4 Center Place, Dundalk, MD 21222       410.284.2331

DUNDALK-pATAPSCO nECK

HISTORICAL SOCIETY & MUSEUM, Inc.

Carnegie Plat

Carnegie Plat retains much of the historical footprint of Dundalk. Colgate Creek, just on the other side of the adjacent Dundalk Marine Terminal, was the site of one of the first homes in Dundalk.

Henry McShane’s bell foundry in Baltimore, built in 1856, had become world famous. The foundry’s church bells rang out across nearly every state and across the world. When part of the foundry burned in 1893, McShane decided to relocate in a wilderness area off the Patapsco River. He built his foundry, along with a grand summer vacation home, near Carnegie Plat, on what is now the site of American Legion Post 38.

The railroad line followed the foundry to the area in 1895, and officials told the McShanes that they must choose a name for the railroad stop.
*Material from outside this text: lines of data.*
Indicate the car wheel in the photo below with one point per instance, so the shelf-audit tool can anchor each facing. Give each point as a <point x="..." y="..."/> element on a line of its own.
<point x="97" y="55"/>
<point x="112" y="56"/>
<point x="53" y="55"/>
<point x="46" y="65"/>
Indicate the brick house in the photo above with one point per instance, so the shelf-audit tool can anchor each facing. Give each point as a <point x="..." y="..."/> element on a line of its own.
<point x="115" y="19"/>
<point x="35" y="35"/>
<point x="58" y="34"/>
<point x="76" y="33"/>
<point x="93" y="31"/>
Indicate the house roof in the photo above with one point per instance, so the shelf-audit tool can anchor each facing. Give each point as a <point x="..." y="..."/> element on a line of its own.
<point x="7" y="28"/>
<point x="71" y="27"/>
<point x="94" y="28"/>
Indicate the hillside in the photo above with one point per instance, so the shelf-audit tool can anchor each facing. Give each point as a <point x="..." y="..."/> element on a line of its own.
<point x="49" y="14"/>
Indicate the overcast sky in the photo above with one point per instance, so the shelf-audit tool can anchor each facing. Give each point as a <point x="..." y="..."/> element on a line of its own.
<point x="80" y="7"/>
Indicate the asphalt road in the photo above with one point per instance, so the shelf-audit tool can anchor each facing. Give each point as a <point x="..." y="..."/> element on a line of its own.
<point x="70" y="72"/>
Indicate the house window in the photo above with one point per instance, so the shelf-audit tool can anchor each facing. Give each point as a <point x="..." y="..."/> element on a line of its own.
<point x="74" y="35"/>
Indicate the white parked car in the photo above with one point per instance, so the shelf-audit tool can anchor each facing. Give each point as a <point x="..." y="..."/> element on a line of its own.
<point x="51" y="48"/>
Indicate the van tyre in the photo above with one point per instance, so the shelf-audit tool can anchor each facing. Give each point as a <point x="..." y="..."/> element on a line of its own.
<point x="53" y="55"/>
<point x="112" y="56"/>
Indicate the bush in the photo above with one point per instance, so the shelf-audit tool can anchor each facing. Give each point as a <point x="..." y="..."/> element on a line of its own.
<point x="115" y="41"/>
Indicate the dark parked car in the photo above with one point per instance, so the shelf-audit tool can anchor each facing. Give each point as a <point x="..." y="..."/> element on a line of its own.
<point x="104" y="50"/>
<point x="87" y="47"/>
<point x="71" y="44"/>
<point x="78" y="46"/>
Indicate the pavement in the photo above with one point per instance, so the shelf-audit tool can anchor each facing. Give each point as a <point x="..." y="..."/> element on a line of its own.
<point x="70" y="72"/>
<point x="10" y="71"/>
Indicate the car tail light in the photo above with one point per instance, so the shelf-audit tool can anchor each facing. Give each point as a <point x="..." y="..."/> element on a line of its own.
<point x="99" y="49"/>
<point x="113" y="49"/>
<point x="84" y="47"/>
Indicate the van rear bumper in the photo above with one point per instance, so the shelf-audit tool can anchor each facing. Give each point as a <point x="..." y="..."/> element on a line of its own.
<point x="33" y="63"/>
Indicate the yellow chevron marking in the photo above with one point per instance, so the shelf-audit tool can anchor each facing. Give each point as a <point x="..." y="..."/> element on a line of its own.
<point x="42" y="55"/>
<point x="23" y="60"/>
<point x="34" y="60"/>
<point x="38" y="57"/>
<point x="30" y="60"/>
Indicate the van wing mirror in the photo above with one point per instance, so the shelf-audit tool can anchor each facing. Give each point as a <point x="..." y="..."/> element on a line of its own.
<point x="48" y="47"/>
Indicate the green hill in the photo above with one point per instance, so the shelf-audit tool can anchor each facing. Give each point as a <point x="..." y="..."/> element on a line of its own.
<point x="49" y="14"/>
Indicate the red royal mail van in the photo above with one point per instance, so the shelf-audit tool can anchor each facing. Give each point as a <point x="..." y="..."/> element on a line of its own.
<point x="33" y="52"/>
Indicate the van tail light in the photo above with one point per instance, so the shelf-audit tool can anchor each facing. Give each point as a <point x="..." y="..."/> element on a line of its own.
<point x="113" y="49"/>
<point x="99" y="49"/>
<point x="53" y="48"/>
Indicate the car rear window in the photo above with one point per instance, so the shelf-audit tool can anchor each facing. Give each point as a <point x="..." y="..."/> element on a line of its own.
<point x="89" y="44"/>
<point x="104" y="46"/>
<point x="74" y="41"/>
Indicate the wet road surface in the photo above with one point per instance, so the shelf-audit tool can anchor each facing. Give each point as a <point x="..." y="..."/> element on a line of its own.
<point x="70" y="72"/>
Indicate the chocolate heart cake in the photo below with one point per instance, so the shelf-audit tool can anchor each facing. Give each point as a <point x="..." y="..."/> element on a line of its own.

William James McShane, Henry’s son and the vice-president of the foundry, wrote Dundalk, the name of his father’s hometown in Ireland, on a board and nailed it to a tree near the railroad. The town, with only a few farming families to claim as residents, was born.

What is now the Dundalk Marine Terminal has been known by numerous names. In 1929 Baltimore Municipal Airport was built on the manmade peninsula next to Carnegie Plat, and Pan American Airlines made the location a seaplane facility, used until 1941, when the U.S. Army took over operations and re-named it Baltimore Army Airfield for the duration of WWII. Winston Churchill flew out of the field following secret meetings with Franklin Roosevelt, while other famous aviators used the site regularly.

Following the war, the airfield was named Baltimore Municipal Airport, followed by a re-naming as Harbor Field from 1950-60, when air traffic slowed drastically because the site could not accommodate larger planes.

In 1960 the field closed for good and was re-tooled into a marine terminal, establishing not just Dundalk, but the entire region, as a deep-water port to be contended with on a national scale.

While the area lost its significance for air travel, it has greatly exceeded that value with port operations that will provide for the region long into the future.